At the very least, examination of the scrotum, inguinal regions and abdomen should be performed. Chest examination may detect abnormal signs due to metastatic lung deposits.
Investigations
Bloods
Three tumour markers are performed to evaluate testicular tumours:
- AFP is elevated in a number of testicular germ cell tumours, and suggests the presence of embryonal carcinoma or yolk sac carcinoma.
- β-hCG is produced by syncytiotrophoblastic cells, which can be found in a small number of otherwise 'pure' germ cell tumours (including seminoma). They are always found in choriocarcinoma and this must be excluded if the β-hCG is elevated
- LDH is not a specific test but, if elevated, can be used to estimate tumour burden and response to disease
Imaging
CT of the chest, abdomen and pelvis is essential for staging purposes. If a patient has cerebral symptoms or choriocarcinoma then a CT brain is also warranted.
Staging
Australian guidelines on staging can be found here.
TNM Staging
The TNM system is used to stage testicular malignancy. Importantly, there are only three levels of overall stage (I, II, III) and serum markers are also considered in the staging system (S stage).
T Stage
T0 - No evidence of primary tumour
Tis - Intratubular Germ Cell Neoplasia
T1 - Tumour limited to testis/epididymis; no invasion into tunica vaginalis; no lymphovascular invasion
T2 - As for T1 but with lymphovascular invasion or involvement of tunica vaginalis
T3 - Invasion of spermatic cord
T4 - Invasion of scrotum
N Stage
N0 - No regional node involvement
N1 - Lymph node metastases, less than 2 cm AND no more than 5 nodes involved
N2 - Lymph node metastases, 2 - 5 cm, OR more than 5 nodes involved
N3 - Lymph node metastases > 5 cm
M Stage
M0 - No distant metastasis
M1a - Non-regional lymph node or lung metastases
M1b - Other metastases
S Stage
Stage | β-hCG | AFP | LDH |
---|---|---|---|
S0 | Not elevated | Not elevated | Not elevated |
S1 | < 5,000 | < 1,000 | < 1.5 × normal |
S2 | 5,000 - 10,000 | 1,000 - 10,000 | 1.5 - 10 × normal |
S3 | > 10,000 | > 10,000 | > 10 × normal |
Final Stage
Stage | T stage | N stage | M stage | S stage |
---|---|---|---|---|
0 | Tis | N0 | M0 | S0 |
IA | T1 | N0 | M0 | S0 |
IB | T2-4 | N0 | M0 | S0 |
IS | Any | N0 | M0 | S1-3 |
IIA | Any | N1 | M0 | S0-1 |
IIB | Any | N2 | M0 | S0-1 |
IIC | Any | N3 | M0 | S0-1 |
IIIA | Any | Any | M1a | S0-1 |
IIIB | Any | Any | M1a | S2 |
IIIC | Any | Any | M1a | S3 |
IIIC | Any | Any | M1b | Any |
IGCCCG Staging
The International Germ Cell Cancer Collaborative Group (IGCCCG) have determined an additional staging method for germ cell tumours, dividing prognosis into 'good', 'intermediate' and 'poor' depending on staging investigations. It is often recommended that the IGCCCG system be used for determining therapy for metastatic disease.

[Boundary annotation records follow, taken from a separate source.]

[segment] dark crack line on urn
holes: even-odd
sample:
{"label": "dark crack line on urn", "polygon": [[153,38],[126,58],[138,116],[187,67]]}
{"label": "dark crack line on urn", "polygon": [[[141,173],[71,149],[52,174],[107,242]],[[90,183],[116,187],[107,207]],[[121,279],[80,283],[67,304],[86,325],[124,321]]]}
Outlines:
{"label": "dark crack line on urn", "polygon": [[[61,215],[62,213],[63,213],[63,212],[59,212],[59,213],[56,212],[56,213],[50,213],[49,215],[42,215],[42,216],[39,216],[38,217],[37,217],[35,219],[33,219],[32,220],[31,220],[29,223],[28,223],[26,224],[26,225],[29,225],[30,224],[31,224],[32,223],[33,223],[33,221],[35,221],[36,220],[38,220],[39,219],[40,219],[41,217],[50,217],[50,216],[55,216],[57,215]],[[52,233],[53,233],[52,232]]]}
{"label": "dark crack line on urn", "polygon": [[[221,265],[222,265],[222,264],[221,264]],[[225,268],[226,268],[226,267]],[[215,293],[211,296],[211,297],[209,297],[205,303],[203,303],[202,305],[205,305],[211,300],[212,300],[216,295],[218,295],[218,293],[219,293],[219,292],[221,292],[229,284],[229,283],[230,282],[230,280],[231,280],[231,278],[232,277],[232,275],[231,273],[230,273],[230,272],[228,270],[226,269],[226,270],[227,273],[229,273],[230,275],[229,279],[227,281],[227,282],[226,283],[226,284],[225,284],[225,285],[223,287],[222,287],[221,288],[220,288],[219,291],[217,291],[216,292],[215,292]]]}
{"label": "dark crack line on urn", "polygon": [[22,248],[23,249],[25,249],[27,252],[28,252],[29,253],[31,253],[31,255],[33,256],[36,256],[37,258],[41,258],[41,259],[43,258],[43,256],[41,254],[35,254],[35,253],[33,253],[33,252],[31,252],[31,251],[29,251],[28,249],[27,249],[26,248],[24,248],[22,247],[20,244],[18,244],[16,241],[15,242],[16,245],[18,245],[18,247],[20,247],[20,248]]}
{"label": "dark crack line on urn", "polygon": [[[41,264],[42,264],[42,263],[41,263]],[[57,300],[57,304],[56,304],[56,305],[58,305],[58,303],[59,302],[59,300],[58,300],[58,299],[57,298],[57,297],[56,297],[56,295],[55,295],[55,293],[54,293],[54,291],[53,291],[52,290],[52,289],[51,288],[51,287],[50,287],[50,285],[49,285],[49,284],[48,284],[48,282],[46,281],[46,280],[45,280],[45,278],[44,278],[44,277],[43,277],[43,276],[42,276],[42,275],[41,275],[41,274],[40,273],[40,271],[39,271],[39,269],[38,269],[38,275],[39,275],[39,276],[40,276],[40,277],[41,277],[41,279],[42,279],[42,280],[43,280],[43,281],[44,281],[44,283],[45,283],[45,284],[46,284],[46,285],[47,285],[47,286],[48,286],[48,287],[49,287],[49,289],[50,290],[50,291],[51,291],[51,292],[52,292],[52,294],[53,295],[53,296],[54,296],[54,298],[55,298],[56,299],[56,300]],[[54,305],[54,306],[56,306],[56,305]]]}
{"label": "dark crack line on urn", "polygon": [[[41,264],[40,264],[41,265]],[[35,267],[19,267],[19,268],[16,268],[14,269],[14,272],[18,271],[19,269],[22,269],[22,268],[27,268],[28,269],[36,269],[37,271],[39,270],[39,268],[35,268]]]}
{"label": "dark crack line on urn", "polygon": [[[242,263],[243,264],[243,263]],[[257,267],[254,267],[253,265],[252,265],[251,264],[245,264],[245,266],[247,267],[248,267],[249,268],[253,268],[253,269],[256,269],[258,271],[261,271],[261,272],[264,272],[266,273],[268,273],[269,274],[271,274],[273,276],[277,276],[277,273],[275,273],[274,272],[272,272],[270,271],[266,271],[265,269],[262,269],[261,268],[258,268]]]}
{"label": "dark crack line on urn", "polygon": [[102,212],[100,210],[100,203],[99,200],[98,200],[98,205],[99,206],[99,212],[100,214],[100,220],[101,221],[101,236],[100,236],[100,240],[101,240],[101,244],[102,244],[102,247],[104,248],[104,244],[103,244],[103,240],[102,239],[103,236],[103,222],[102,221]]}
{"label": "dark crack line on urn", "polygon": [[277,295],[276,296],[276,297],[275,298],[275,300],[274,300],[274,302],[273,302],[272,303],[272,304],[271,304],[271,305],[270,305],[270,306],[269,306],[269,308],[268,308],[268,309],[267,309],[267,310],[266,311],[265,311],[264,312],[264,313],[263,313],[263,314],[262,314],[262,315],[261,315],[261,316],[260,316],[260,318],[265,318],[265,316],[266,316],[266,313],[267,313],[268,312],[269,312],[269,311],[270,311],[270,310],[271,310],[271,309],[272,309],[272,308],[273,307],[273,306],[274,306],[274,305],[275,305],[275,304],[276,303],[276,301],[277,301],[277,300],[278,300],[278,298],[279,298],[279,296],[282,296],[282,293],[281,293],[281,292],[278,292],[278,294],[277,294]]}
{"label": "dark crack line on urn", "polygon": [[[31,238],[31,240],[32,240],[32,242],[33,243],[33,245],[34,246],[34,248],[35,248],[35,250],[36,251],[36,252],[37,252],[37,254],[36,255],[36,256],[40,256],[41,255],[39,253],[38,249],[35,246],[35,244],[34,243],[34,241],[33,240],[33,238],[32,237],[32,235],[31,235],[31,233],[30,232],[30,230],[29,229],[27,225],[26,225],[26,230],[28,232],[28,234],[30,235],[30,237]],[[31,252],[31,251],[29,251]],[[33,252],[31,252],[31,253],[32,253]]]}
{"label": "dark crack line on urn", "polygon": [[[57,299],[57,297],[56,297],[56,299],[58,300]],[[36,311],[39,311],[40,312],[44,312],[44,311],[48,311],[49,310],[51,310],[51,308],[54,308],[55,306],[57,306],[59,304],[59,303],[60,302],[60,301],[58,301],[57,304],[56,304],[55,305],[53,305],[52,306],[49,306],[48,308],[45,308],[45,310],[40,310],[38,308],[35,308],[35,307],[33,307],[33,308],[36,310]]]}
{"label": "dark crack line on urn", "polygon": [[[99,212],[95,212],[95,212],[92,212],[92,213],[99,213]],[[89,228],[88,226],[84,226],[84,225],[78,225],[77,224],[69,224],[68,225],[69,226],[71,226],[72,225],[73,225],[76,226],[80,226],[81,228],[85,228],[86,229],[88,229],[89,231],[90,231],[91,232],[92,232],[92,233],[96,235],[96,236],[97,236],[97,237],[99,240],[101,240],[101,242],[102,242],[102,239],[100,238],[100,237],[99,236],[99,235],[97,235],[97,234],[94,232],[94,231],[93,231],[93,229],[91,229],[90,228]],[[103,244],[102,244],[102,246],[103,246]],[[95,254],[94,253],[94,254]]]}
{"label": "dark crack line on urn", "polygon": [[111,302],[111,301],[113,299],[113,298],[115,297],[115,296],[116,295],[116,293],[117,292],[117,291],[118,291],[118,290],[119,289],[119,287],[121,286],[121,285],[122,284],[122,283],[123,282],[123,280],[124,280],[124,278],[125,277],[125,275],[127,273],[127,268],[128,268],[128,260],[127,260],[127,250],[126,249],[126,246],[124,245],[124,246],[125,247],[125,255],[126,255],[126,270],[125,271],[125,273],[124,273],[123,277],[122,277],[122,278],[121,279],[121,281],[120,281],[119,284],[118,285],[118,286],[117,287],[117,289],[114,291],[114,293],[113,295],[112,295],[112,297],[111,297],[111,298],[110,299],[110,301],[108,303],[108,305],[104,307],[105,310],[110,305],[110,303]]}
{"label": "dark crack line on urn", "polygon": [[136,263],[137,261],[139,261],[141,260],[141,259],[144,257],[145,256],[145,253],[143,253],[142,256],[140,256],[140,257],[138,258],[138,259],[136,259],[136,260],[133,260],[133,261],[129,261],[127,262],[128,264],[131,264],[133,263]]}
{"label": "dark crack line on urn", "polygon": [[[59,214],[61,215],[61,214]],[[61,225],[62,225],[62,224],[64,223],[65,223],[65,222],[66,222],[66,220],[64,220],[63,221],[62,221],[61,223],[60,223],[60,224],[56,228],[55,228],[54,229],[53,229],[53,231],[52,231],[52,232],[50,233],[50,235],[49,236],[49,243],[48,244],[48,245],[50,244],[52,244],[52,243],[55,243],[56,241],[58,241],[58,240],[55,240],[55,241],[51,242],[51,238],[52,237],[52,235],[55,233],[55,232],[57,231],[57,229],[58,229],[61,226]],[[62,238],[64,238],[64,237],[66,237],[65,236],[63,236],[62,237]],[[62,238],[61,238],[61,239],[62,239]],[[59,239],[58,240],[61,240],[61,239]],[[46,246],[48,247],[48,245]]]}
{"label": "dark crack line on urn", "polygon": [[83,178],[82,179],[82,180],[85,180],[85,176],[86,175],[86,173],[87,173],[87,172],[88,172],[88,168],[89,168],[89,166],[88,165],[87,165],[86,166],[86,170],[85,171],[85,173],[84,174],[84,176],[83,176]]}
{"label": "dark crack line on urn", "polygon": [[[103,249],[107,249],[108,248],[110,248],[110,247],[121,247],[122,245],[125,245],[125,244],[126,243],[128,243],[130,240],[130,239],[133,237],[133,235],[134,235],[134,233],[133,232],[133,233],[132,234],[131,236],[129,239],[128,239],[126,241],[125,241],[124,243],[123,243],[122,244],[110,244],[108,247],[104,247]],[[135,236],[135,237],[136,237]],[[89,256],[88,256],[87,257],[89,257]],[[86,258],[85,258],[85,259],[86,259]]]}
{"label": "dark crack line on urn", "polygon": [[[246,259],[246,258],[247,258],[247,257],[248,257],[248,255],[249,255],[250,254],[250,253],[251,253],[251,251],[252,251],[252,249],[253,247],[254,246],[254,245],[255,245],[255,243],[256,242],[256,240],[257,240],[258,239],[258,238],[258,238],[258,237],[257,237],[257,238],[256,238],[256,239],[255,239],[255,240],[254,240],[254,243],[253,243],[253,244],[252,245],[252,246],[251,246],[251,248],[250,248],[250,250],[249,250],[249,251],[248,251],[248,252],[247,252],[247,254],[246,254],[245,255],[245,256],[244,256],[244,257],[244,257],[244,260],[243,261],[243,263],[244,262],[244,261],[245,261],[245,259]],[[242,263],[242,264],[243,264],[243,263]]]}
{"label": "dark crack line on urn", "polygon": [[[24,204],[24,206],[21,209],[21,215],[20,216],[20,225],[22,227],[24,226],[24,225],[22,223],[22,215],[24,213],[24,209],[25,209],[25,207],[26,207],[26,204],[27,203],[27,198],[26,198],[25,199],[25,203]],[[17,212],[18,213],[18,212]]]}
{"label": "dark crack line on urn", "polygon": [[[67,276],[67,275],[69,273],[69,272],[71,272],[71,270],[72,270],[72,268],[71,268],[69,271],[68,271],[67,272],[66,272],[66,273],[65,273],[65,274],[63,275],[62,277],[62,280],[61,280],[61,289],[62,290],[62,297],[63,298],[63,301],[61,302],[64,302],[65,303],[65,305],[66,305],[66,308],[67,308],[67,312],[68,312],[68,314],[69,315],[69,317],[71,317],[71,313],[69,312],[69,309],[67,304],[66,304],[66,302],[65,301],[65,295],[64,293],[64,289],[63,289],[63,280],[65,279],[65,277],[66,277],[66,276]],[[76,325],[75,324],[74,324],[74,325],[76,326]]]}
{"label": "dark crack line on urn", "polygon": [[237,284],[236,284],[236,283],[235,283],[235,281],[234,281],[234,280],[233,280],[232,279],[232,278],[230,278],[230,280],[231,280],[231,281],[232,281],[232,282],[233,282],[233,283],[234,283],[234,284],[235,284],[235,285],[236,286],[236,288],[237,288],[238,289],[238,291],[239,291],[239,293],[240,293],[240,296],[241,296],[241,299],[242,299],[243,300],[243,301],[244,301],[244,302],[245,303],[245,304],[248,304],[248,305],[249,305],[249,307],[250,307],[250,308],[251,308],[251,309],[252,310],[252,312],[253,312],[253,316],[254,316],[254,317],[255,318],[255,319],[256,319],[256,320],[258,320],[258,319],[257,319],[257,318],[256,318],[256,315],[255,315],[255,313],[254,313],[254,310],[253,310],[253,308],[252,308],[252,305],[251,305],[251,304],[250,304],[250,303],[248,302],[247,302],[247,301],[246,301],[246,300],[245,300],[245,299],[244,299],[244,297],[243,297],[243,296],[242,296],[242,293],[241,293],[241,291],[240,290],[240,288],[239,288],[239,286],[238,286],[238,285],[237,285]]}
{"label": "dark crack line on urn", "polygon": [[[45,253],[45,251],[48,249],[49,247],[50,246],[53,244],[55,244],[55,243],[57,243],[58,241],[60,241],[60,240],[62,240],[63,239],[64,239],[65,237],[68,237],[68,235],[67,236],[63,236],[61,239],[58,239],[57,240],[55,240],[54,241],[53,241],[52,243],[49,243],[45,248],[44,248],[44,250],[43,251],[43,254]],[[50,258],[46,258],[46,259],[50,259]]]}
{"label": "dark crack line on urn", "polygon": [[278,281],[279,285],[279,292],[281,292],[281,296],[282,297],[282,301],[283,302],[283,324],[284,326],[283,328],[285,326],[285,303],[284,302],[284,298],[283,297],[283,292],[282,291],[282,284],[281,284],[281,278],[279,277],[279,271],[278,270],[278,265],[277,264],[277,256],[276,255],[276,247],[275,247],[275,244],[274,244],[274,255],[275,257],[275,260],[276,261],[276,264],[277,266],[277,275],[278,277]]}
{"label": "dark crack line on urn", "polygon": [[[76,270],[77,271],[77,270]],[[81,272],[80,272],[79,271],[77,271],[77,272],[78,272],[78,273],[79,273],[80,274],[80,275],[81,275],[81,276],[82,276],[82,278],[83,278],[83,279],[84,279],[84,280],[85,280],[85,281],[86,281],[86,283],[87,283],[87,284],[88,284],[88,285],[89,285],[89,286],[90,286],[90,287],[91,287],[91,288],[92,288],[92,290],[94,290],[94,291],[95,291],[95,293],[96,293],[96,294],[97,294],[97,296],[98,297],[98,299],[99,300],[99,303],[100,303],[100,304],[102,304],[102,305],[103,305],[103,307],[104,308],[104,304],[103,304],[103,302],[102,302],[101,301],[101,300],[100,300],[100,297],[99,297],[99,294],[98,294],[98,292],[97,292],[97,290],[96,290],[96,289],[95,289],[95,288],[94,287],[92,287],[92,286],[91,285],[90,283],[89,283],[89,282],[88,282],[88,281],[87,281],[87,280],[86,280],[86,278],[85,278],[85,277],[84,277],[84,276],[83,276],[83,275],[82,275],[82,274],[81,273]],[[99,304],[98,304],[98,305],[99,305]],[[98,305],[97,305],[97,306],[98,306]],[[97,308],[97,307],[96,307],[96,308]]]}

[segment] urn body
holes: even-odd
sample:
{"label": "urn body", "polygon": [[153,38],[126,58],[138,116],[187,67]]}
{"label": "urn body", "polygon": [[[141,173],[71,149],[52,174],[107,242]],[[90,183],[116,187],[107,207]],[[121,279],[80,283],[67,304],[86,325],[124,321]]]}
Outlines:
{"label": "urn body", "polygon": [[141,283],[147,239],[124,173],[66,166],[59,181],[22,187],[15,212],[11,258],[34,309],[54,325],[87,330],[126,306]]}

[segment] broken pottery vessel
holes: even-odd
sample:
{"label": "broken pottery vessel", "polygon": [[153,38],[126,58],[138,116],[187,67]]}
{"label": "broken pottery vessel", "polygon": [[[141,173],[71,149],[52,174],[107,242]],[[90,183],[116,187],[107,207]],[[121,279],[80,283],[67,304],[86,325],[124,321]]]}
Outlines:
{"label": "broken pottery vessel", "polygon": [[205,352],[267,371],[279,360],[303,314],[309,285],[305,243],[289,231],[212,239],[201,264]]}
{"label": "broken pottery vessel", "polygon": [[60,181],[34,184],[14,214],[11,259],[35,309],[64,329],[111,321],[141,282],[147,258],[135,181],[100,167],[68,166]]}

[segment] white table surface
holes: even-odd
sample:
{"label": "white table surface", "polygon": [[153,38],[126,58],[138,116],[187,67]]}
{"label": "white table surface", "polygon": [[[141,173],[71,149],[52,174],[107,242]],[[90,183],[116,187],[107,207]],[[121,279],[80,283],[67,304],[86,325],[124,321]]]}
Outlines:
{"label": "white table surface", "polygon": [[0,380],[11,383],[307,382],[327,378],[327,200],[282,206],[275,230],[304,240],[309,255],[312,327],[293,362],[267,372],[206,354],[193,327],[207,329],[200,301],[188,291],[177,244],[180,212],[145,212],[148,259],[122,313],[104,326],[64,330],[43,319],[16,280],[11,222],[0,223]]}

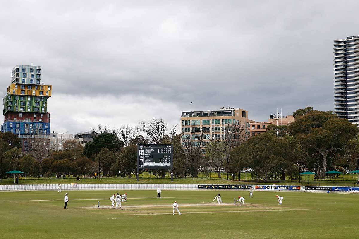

Stage | Seminoma | NSGCT | TNM Equivalent |
---|---|---|---|
Good | Any primary site AND normal tumour markers AND no non-pulmonary metastases |
Testis/Retroperitoneal Primary AND no non-pulmonary metastases AND low tumour markers |
I - IIIA |
Intermediate | Elevated β-hCG | Testis/Retroperitoneal Primary AND no non-pulmonary metastases AND medium tumour markers |
IIIB |
Poor | Not applicable | Mediastinal Primary OR non-pulmonary metastases OR high tumour markers |
IIIC |
The latest release of the TNM staging criteria incorporates the IGCCCG recommendations by splitting Stage III into three sub-stages depending on tumour markers (S stage).